The Baha’i writings portray the pure joy and utter delight souls experience upon being released from their associative or indirect relationship with physical experience:
To hold that the spirit is annihilated upon the death of the body is to imagine that a bird imprisoned in a cage would perish if the cage were to be broken, though the bird has nothing to fear from the breaking of the cage. This body is even as the cage and the spirit is like the bird: We observe that this bird, unencumbered by its cage, soars freely in the world of sleep. Therefore, should the cage be broken, the bird would not only continue to exist but its senses would be heightened, its perception would be expanded, and its joy would grow more intense. In reality, it would be leaving a place of torment for a delightsome paradise; for there is no greater paradise for the grateful birds than to be freed from their cage. – Abdu’l-Baha, Some Answered Questions, newly revised edition, p. 262.

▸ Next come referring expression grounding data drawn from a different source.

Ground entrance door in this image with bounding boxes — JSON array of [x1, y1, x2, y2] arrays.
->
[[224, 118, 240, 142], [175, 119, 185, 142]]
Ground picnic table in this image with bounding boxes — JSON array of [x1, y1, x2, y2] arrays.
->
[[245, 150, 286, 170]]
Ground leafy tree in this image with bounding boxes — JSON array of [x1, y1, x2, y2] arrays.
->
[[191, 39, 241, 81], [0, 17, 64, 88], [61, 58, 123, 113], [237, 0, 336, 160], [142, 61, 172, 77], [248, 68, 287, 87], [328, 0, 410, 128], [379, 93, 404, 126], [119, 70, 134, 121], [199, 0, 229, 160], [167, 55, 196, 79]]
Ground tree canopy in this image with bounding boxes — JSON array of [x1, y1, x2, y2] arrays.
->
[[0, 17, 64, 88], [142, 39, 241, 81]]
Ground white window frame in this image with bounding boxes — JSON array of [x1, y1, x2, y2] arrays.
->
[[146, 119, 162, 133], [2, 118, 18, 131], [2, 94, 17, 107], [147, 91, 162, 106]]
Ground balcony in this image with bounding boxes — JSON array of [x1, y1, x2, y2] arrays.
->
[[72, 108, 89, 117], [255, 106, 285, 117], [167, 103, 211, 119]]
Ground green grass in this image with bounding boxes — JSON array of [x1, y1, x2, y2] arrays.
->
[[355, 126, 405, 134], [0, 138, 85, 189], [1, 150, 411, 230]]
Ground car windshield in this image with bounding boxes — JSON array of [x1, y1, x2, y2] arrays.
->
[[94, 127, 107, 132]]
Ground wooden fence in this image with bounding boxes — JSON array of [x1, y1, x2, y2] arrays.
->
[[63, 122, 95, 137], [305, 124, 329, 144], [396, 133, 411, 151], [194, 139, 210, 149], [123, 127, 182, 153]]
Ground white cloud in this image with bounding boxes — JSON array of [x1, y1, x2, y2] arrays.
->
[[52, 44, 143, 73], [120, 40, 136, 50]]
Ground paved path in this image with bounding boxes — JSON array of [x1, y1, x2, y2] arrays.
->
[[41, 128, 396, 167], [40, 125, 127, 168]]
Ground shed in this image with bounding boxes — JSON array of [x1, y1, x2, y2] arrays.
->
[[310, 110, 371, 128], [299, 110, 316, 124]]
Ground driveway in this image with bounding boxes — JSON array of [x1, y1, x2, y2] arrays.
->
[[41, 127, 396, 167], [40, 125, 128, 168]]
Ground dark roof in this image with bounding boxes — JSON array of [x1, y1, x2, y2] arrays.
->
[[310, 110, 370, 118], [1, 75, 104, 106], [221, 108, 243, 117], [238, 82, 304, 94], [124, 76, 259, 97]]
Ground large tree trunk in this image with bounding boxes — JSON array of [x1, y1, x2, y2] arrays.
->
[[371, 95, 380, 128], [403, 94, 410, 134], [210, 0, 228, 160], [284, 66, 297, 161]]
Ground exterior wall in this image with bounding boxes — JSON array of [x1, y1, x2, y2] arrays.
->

As we read this powerful passage, we also encounter related passages in the Baha’i writings that indicate why this sense of release and relief are qualified. For while these passages, taken out of context, do not seem to deny that a pleasant afterlife experience would not be available to souls who do not meet these qualifications, other passages in the Baha’i writings clearly indicate that unpleasant afterlife experiences do await some souls, at least in the initial stages of that experience. Therefore, to have a valid understanding of the Baha’i paradigm, we need to comprehend the basis for such a negative experience.
The unmistakably clear implication of Moody’s study of near-death experiences in his book Life After Life is that all alike receive a uniformly blissful experience in the afterlife—and yet such is not the case, not only as portrayed in the Baha’i writings, but because even a single alternative experience reported by Moody might have indicated a totally distinct paradigm—one that Moody might have neglected to emphasize because his initial purpose was to corroborate and share the positive pattern, an understandable objective.
But the fact is that Moody himself does acknowledge in his first work that at least one consistent alternative model exists. Relatively unnoticed in a final section on “miscellaneous questions” is a significant and unexpected observation by the author. He notes that those who had the near-death experience as the result of attempted suicide seemed to have a uniformly negative experience:
I do know of a few cases in which a suicide attempt was the cause of the apparent “death.” These experiences were uniformly characterized as being unpleasant.
As one woman said, “If you leave here a tormented soul, you will be a tormented soul over there, too.” In short, they report that the conflicts they had attempted to escape were still present when they died, but with added complications. In their disembodied state they were unable to do anything about their problems, and they also had to view the unfortunate consequences which resulted from their acts.
A man who was despondent about the death of his wife shot himself, “died” as a result, and was resuscitated. He states:
I didn’t go where [my wife] was. I went to an awful place. . . . I immediately saw the mistake I had made. . . . I thought, “I wish I hadn’t done it.”
Others who experienced this unpleasant “limbo” state have remarked that they had the feeling they would be there for a long time. This was their penalty for “breaking the rules” by trying to release themselves prematurely from what was, in effect, an “assignment”—to fulfill a certain purpose in life. – Raymond Moody, Life After Life, p. 143.
Moody’s reference to an “unpleasant limbo” experienced because of “breaking the rules” has a profound impact on the entire validity of what Life After Life seems to imply and was largely accepted by its readership to imply with regard to the central paradigm the book discusses.
Clearly there is not merely one category of experience after all, something that even variations with the positive model indicate. More to the point, there is at least one category of experiences that is not positive.
Accountability for Your Life
These alternative negative paradigms are alluded to in the Baha’i writings, as well as in the scriptures of all other religions. They have tremendous importance insofar as the portrayal of the overall afterlife experience is concerned. Succinctly stated, there emerges in this alternative category of experience an explicit relationship between our performance in the physical part of our lives and what we will experience in the continuation of our lives in the afterlife, at least in the initial stages of that experience.
This observation or axiom is quite different from the paradigm posited by Kübler-Ross in her statement that all receive the same joyous experience—that a Hitler and a Mother Theresa receive the same reception and treatment after death. It would seem that God (the “Being of Light,” as the subjects often allude to this sense of a guide) does judge us, or perhaps more accurately stated, causes us to be capable of judging or assessing ourselves.
This alternative experience, then, is not really an aberration, a deviation from the norm that Moody, Kübler-Ross, and others describe. Indeed, this implication that there is an explicit relationship between how we perform in this life and what we experience in the continuation of our lives would seem to corroborate statements by some of Moody’s subjects—that after the NDE, they came to believe that this life is an “assignment,” that tests in this life fulfill “a certain purpose in life,” and that the initial afterlife experience is an appropriate response to the evaluation of one’s efforts.